Method claims (Claims 6 to 8) strength
- Strong for labeling and clinical intent:
- Sufficient if the method is used in the claimed disease universe
- Strong if trials and labeling articulate or rely on the claimed immunologic outcomes.
- Vulnerable:
- SLE carve-out removes that label space.
- Non-identical therapeutic effect or differing patient population may reduce direct fit.
What to look for in freedom-to-operate (FTO) work against US 5,679,709
Even without examining the prosecution history, the provided claim text yields a checklist for dossier and product design review:
Active ingredient verification
- Confirm whether the product contains the exact N-(4-trifluoromethylphenyl-2-cyano-3-hydroxycrotonamide free base or a salt.
- Confirm whether the mg labeling is expressed as active compound basis that aligns with claim ranges.
Route and dose per unit alignment
- For oral solid products: check mg per tablet/capsule against 10 to 200 mg.
- For injection: check mg per injection unit against 1 to 30 mg.
- For rectal: check mg per administration against 50 to 300 mg.
Indication and trial endpoint alignment
- Ensure the intended autoimmune indication is not SLE.
- Check whether clinical rationale, endpoints, or mechanistic language aligns with:
- reducing B-cell produced self-antibodies (Claim 7)
- restoring T-lymphocyte proliferation (Claim 8)
Key Takeaways
- US 5,679,709 centers on a single specified compound (Claim 1) and its physiologically tolerated salts (Claim 2).

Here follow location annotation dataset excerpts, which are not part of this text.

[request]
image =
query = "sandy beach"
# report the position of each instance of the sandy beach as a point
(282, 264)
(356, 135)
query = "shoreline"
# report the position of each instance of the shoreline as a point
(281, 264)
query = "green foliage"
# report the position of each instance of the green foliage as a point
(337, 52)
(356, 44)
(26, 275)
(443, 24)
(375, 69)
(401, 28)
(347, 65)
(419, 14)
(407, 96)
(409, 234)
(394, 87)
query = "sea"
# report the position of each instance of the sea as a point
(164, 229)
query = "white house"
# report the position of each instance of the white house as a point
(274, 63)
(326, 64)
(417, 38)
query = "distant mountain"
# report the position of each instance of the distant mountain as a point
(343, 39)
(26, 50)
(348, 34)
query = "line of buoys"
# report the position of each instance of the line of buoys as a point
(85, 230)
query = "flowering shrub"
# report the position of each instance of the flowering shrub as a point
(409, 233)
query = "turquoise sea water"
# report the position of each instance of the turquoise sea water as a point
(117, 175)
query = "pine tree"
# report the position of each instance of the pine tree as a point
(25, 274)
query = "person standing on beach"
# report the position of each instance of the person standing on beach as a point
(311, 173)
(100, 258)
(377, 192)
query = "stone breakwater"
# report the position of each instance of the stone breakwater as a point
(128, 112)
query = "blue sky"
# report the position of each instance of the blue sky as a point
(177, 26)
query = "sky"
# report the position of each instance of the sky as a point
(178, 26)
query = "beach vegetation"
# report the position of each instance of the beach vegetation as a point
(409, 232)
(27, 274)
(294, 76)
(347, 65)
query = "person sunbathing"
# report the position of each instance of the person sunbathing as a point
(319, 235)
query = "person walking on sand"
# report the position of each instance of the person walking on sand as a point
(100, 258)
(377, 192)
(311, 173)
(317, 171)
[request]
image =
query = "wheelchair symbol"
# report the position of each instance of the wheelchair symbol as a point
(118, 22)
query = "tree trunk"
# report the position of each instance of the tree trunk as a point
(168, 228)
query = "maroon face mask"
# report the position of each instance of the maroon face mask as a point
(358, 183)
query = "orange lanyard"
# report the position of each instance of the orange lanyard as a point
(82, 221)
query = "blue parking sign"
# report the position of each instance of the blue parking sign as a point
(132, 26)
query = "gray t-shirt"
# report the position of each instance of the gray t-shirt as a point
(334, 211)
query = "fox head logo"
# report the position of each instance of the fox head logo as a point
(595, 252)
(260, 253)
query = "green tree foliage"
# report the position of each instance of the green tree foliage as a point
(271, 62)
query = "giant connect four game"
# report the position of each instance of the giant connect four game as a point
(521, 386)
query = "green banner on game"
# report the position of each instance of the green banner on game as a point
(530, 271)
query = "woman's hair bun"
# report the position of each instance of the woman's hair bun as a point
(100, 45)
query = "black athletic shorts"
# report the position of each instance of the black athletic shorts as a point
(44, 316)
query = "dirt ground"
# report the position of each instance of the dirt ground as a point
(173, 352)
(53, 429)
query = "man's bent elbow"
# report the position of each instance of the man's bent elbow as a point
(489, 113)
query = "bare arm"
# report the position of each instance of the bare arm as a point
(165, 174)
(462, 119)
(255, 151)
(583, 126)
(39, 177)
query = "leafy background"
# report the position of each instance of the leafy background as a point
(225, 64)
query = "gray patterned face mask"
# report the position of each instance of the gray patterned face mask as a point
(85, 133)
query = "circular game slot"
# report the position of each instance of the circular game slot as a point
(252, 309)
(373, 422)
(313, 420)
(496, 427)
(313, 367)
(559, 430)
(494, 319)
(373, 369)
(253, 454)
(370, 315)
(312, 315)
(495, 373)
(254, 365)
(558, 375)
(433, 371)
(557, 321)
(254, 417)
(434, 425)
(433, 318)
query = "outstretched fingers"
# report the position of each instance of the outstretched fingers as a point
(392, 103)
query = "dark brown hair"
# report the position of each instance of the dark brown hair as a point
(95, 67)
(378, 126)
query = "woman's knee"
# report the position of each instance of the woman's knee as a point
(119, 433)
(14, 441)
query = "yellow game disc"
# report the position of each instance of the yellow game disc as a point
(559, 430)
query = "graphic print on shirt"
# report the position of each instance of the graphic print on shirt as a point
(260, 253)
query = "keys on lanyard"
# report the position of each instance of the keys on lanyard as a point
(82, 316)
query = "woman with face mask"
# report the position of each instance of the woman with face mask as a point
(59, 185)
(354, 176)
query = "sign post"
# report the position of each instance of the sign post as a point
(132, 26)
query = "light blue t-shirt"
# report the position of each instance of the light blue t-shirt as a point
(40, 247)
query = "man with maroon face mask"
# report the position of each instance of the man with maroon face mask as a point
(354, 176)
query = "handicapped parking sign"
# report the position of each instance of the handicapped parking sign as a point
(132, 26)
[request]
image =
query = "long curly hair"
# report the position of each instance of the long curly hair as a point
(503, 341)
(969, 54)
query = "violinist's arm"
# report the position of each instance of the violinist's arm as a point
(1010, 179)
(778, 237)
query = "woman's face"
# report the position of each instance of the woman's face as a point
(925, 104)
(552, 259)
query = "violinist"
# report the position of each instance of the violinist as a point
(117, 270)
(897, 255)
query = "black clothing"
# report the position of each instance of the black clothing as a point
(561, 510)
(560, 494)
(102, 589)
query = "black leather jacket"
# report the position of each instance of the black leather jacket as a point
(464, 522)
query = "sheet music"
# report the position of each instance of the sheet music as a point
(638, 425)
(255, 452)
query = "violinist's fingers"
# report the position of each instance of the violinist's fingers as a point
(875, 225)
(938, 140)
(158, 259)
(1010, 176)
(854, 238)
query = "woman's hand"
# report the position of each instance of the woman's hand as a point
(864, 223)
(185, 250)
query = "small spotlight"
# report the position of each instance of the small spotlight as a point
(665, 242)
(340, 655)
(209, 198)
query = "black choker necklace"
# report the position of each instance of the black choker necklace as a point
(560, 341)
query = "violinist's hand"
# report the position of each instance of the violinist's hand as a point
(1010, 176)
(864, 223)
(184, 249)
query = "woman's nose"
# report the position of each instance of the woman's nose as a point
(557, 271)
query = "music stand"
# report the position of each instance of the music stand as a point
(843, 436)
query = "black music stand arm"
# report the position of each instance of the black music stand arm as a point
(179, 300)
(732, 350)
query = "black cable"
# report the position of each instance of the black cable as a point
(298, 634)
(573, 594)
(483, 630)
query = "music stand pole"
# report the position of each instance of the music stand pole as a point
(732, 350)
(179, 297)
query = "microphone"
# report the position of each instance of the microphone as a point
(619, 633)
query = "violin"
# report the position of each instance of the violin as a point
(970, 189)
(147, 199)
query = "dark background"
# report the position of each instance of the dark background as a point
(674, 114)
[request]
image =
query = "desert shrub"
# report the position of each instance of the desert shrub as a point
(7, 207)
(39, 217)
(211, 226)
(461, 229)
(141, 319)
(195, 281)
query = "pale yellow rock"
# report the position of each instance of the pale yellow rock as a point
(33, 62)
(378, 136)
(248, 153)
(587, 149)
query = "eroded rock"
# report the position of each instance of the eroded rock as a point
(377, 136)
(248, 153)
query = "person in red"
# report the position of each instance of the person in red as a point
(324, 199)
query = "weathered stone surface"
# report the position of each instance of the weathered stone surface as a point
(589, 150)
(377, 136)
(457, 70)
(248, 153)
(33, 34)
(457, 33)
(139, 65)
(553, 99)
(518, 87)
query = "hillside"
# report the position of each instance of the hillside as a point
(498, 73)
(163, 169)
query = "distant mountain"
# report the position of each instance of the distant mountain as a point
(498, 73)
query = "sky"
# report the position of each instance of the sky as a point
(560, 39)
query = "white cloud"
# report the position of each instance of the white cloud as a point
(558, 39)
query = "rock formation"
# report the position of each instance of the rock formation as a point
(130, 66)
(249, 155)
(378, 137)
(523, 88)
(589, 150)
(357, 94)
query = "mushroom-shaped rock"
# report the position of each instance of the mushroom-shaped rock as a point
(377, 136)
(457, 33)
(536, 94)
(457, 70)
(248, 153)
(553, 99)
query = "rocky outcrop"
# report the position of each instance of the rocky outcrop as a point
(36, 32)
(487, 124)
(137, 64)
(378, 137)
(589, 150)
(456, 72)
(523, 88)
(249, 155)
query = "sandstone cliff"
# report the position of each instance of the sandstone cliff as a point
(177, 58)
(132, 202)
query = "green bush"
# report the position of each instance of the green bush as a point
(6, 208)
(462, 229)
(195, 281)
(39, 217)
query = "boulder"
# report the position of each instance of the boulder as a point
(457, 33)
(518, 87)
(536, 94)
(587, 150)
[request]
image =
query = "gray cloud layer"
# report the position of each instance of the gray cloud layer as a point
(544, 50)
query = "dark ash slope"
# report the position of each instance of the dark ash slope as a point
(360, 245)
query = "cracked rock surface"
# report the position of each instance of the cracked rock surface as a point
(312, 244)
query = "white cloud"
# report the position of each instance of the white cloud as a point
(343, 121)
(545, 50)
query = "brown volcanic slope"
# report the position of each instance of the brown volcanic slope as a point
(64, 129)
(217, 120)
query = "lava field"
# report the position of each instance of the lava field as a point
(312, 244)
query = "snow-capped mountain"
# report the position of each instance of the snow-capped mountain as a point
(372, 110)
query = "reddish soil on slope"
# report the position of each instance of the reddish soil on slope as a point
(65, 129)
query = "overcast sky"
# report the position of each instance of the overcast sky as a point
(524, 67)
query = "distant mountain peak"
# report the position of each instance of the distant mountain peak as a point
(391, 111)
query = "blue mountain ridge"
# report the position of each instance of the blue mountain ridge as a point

- Formulation coverage is route- and dose-anchored: oral solid (10 to 200 mg per solid unit), injection (1 to 30 mg), rectal (50 to 300 mg).
- Therapeutic coverage is method-of-use for autoimmune diseases excluding SLE, with additional functional endpoints tied to B-cell self-antibodies and T-lymphocyte proliferation normalization.
- The strongest FTO risk points are products that (i) use the exact active ingredient, (ii) maintain unit doses within the claimed ranges, and (iii) pursue autoimmune indications other than SLE with endpoint logic aligned to claims 7 and 8.
FAQs
1) Does US 5,679,709 cover systemic lupus erythematosus (SLE)?
No. Claims 6 to 8 expressly exclude systemic lupus erythematosus from the autoimmune disease universe.
2) If a product uses the same active ingredient but changes the route, is it automatically non-infringing?
It reduces risk against the specific formulation claims (3 to 5), but method claims (6 to 8) can still apply if the indication and administration fall within the autoimmune disease definition excluding SLE.
3) Can a competitor avoid Claim 3 by changing tablet strengths?
If tablet strengths are designed so that the active amount per solid dosage unit does not fall within 10 to 200 mg, literal coverage under Claim 3 is less likely.
4) Are salts covered even if the free base is avoided?
Yes. Claim 2 covers physiologically tolerated salts of the claim 1 compound.
5) Are B-cell and T-cell claims limited to specific assays or biomarkers?
The claims are tied to the functional endpoints (reducing self-antibodies; restoring T-lymphocyte proliferation), without requiring named assay formats in the claim text provided.
References
[1] United States Patent US 5,679,709, claims 1-8 (as provided in the prompt).